Nearly seven years ago I stepped out of serving one local church and into a role designed to serve the broader Church, as one of the vice-presidents at LifeWay Christian Resources. Each year we serve 60,000 plus churches with some type of resource. It has been a deep honor to be in this role and it has given me a bird’s-eye view of how the Lord uses lots of churches to mature and shepherd His people. Here are five lessons I have learned or re-learned over the last seven years.
1. The basics are disproportionately powerful.
For all the innovations and all the new strategies that churches can employ, the basics are disproportionally powerful. For example, every research study I have been a part of that describes how one grows spiritually shows that Bible engagement is the biggest predictor of spiritual maturation. Another example, those who participate in biblical community in a class or group display attributes of discipleship to a much higher degree than those not in a group.

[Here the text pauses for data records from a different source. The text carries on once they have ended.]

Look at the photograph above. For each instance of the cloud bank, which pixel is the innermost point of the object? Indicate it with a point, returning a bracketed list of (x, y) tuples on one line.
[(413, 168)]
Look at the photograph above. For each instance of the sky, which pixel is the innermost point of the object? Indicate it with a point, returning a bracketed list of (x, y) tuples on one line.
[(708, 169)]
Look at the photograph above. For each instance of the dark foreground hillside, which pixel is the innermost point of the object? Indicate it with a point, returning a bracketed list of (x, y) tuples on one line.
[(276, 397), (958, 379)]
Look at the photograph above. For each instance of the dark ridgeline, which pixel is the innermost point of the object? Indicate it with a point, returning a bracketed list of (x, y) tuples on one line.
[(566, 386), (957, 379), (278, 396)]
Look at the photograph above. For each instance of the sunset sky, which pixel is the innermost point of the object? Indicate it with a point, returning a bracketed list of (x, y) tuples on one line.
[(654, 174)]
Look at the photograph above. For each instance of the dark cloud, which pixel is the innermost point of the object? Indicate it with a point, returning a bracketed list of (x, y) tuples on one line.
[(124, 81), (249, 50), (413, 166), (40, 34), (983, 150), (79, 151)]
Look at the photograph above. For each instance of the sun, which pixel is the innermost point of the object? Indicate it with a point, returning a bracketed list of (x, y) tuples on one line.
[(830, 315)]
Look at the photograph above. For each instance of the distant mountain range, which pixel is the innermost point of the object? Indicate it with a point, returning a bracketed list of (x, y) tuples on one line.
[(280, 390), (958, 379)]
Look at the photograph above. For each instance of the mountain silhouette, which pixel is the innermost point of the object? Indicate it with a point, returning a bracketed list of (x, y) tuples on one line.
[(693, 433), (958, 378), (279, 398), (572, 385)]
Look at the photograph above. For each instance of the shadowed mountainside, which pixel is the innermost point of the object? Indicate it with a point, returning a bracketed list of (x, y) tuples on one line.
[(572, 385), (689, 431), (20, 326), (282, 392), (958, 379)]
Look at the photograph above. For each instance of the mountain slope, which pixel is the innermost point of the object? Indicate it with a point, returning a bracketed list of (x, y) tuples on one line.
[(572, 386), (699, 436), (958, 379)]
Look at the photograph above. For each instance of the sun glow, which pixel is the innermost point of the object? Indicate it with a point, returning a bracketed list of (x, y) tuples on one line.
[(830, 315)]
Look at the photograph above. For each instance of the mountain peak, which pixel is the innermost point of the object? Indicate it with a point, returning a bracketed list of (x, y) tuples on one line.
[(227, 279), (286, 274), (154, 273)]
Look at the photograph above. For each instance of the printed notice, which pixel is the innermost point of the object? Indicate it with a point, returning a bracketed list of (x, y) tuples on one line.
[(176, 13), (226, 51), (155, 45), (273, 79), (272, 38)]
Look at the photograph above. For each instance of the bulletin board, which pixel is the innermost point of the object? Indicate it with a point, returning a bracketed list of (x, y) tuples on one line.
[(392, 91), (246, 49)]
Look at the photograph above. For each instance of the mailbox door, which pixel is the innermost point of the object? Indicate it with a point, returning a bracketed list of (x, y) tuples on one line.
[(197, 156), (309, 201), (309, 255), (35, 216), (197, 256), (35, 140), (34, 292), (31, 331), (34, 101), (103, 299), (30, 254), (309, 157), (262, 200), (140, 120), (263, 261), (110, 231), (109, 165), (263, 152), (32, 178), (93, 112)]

2. Local church ministry is really, really hard.
Weekly I interact with ministry leaders who are carrying the heavy weight of being a pastor. Though the joys are great, so are the burdens. In my role, I am responsible for a lot of employees (incredible folks) and a large budget ($500 million). Yet the weight I felt leading a church was much greater, though the budget and scope were much smaller. Martyn Lloyd-Jones said a pastor is one who is in charge of souls. Being responsible for the souls of others is an incalculable weight on the soul of the pastor.
3. Most church leaders believe their church is more “different” than it is.
If I had a dollar for every time a church leader said, “our culture is just different” or “our challenges are unique because…” I don’t know how many dollars I would have, but it seems like it would be a lot because I hear this all the time. Yes, each church has a unique culture, but the challenges are not that different from church to church. The church leaders that think they are sooo different from everyone else are often wrestling with the same struggles as everyone else: How do we move people from rows to circles? How do we mobilize people for ministry? How do we teach for transformation and not simply behavioral modification?
4. Most churches believe they are friendlier than they are.
I have not yet met a church that thinks they are not friendly, but we know not every church is friendly to guests who visit. What is the disconnect? Church members tend to evaluate friendliness based on their relationships and not on how the church welcomes and expresses hospitality to newcomers.
5. Many churches say they want to serve people who are “younger,” but not really.
It is one thing for a church to say they want to serve the next generation with words, and quite another to back up those words with actions. For example: actions that speak really loudly— handing significant responsibilities to younger leaders and allocating more resources to serving kids and their families.